The clue to what makes the Fantasy genre so great is staring you straight in the face; it is fantastical. It gives author the chance to transport their readers to a different time and place. Lands full of wonder, populated by creatures only seen in your dreams. So, it is sometimes a little sad to see how serious and dark Fantasy has become in recent years. This no doubt reflects our own uncertain times, but do we really need to dwell on the basest things when we could be reading about dragons? Jonathan French not only seems to want to explore the base side of fantasy, but appears to want to dwell a little too long there.
Jackal is a Half-Orc warrior who is part of The Grey Bastards, a troop of fighters who act as a defensive line between the Orc army on one side and that of Man on the other. With his companions at his side Jackal starts to believe that he would make a better leader of the Greys than their current chief, but does he have what it takes. In a world of fighting and destruction, it sometime takes brains to win the day and that is not Jackal’s forte.
Perhaps the title of the book, The Grey Bastards should have foretold me what have expected, but there is no way around it, the characters in this book are not that likable. This is not always the biggest problem in a novel as a good anti-hero can be great fun, but Jackal is not that anti-hero. For all his posturing and swearing, he is really just a hero that happens to be a Half-Orc and is a little filthy.

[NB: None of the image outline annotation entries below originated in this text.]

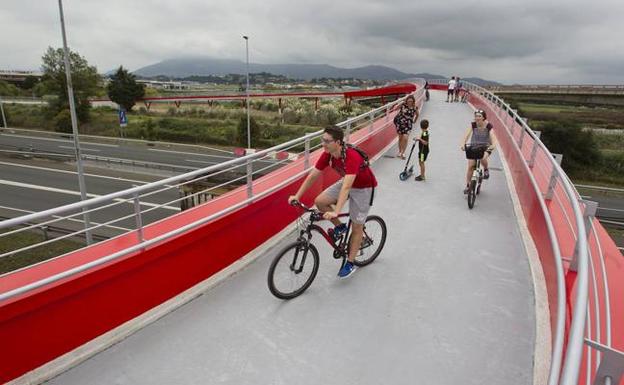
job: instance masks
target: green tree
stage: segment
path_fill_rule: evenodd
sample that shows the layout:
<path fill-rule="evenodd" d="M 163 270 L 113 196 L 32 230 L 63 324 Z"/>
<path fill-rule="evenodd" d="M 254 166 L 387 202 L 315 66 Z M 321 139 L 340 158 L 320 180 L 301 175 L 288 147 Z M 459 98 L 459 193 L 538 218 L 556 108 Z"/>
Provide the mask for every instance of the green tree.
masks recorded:
<path fill-rule="evenodd" d="M 39 78 L 36 76 L 27 76 L 19 87 L 25 90 L 32 90 L 37 84 L 39 84 Z"/>
<path fill-rule="evenodd" d="M 69 109 L 63 49 L 48 47 L 42 60 L 43 88 L 46 93 L 57 96 L 54 99 L 50 99 L 48 102 L 48 117 L 58 122 L 65 122 L 64 116 L 59 116 L 62 111 Z M 100 75 L 98 75 L 95 66 L 90 66 L 87 60 L 76 52 L 69 52 L 69 62 L 71 66 L 76 115 L 78 121 L 84 123 L 89 121 L 91 104 L 88 98 L 97 94 Z M 57 129 L 65 132 L 67 131 L 67 126 L 65 124 L 60 124 L 57 125 Z"/>
<path fill-rule="evenodd" d="M 17 96 L 19 89 L 13 84 L 0 80 L 0 96 Z"/>
<path fill-rule="evenodd" d="M 138 99 L 145 96 L 145 86 L 136 82 L 136 77 L 120 66 L 111 77 L 106 88 L 108 97 L 126 111 L 131 111 Z"/>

By book’s end you do get to know more about him and French is able to develop the character somewhat, but it takes some time doing this.
To get to this point you are required to wade through some rather robust exchanges between the various members of the Grey Bastards and it seems the main topic of conversation is their members. I am an adult and don’t mind reading a bit of raw language, but after a while it gets boring. The constant reflections on sex and whether one of them happens to be gay gets very tiresome after a while. It is so prevalent in this book that it detracts from what it does well.
World building appears to be one of French’s strengths. The Land of Lots is a great idea and having a bunch of ruffians acting as a buffer zone from a vast Orc army works. By following Jackal on his adventures you learn a lot about the politics of this world, without getting bogged down in them. You also get some great action set pieces; the fights between the hog riding Half-Orcs and their more formidable cousins are particularly spectacular. With all the various factions vying for power, there is plenty more to see from this series.
There is a very solid slice of Low Fantasy at the core of The Grey Bastards, but by telling the story from Jackal’s exclusive point of view, French does not provide the sense of the epic that someone like Joe Abercrombie does. He is able to create an interesting and vibrant world full of action. This is undermined slightly by the amount of sex and sexual references throughout that detracted from my enjoyment somewhat. I am no prude, it just got very boring. With the twists at the end of The Grey Bastards promising a possible new direction for the clan, perhaps the follow up can concentrate more on story and not on giblets.
Written on 28th September 2018 by Sam Tyler.